No. No, on all three counts.
- On the subject of the Iranian regime:
- I know people from Iran who have fled the regime and are now fearing the worst; lovely brave and very intelligent people who know of a time when the regime didn’t exist and Iran was a secular country – all this before the C.I.A. interfered with Iranian politics in 1979 (and prior to that in 1953);
- If I supported the Iranian regime, that would imply support for the terrorist groups that Iran fund and arm, which I am quite happy to see getting listed as such – and I have been working with Iranians in Christchurch to get the Islamic Revolutionary Guards Corps, which arms HAMAS and Hezbollah added to the list
- If I supported the regime, I would not have written letters to M.P.’s in New Zealand asking them to list the I.R.G.C. as a terrorist group; attend rallies by the local Iranian community
2. On the subject of being anti-Israeli
- If I was truly anti-Israeli, I would point blank not recognize Israel’s right to exist; I recognise its pre-1967 borders and its absolute right to those borders
- I condemn the attacks by various terrorist groups over the years – contrary to what many of the Green M.P.’s here and supporters of Palestine over the years have been saying, those rockets are not home made; the Katyusha is a former Soviet short range rocket dating back to W.W.2; the Iranian missiles with more powerful warheads, better guidance and longer range are all post-W.W.2. designs
On the subject of being anti-Semitic
- If this were true, I would not have any Jewish friends – I have several
- If this were true do you really think I would have visited places such as Anne Frank Huis and Holocaust Museum, both in Amsterdam in 2018
Both the anti-Israel and anti-Semitic allegations don’t actually mean much to me. Over the years of speaking for a two state solution – which is now dead – I have been accused of being both anti-Israeli and anti-Palestinian. I have been accused of being ignorant of history on both sides, which in itself is a kind of ignorant accusation given that Middle East politics and the various actors very much make it a multi-dimensional issue.
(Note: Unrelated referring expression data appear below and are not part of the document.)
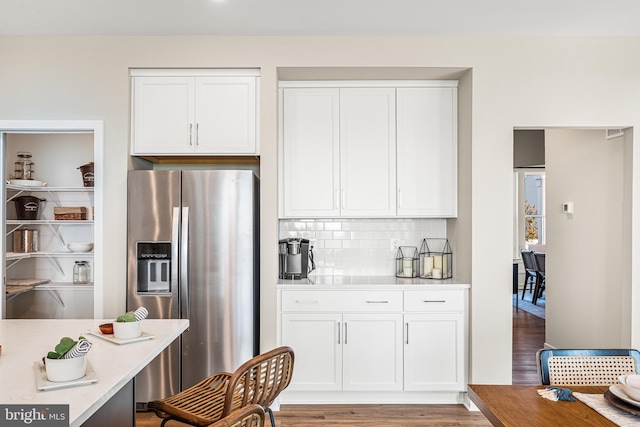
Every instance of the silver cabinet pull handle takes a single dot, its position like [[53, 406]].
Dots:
[[345, 332], [407, 332]]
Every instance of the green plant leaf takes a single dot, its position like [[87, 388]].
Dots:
[[65, 345]]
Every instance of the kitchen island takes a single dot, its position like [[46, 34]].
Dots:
[[114, 365]]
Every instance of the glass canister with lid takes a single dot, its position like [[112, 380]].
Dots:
[[24, 168], [81, 275]]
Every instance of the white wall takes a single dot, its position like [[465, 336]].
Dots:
[[586, 291], [515, 82]]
And that brings me nicely to my disappointment at the apparent inability of New Zealand at the moment to stand up and be counted. We are a nation of considerable soft power and when we use it well, the world notices. We are a nation that has regard for international law. We pride ourselves on how we treat other peoples and like to think that we are an egalitarian country that gives everyone a fair go – or at least tries.
Right now we should be standing up to Israeli aggression. Bombing the daylights out of Iran will not do anyone any favours, and will only ensure decades more misery. If Israel closes its diplomatic mission in Wellington long term, that is their loss – they should have thought about the consequences before they started bombing Tehran.
Right now we should be pushing with urgency through the United Nations a resolution calling for an immediate and unconditional end to the violence, with a warning to Israel that suspension from the United Nations is not impossible.
But, does Minister of Foreign Affairs, Winston Peters have the gumption to do it?
And therein lies the problem. I am not sure that a party that was once one of the leaders in N.Z. politics in promoting the very international diplomacy I am advocating for here, wants to know.
Will we, Aotearoa New Zealand, have the gumption to stand up to Israel at a time when someone needs to put their foot down hard?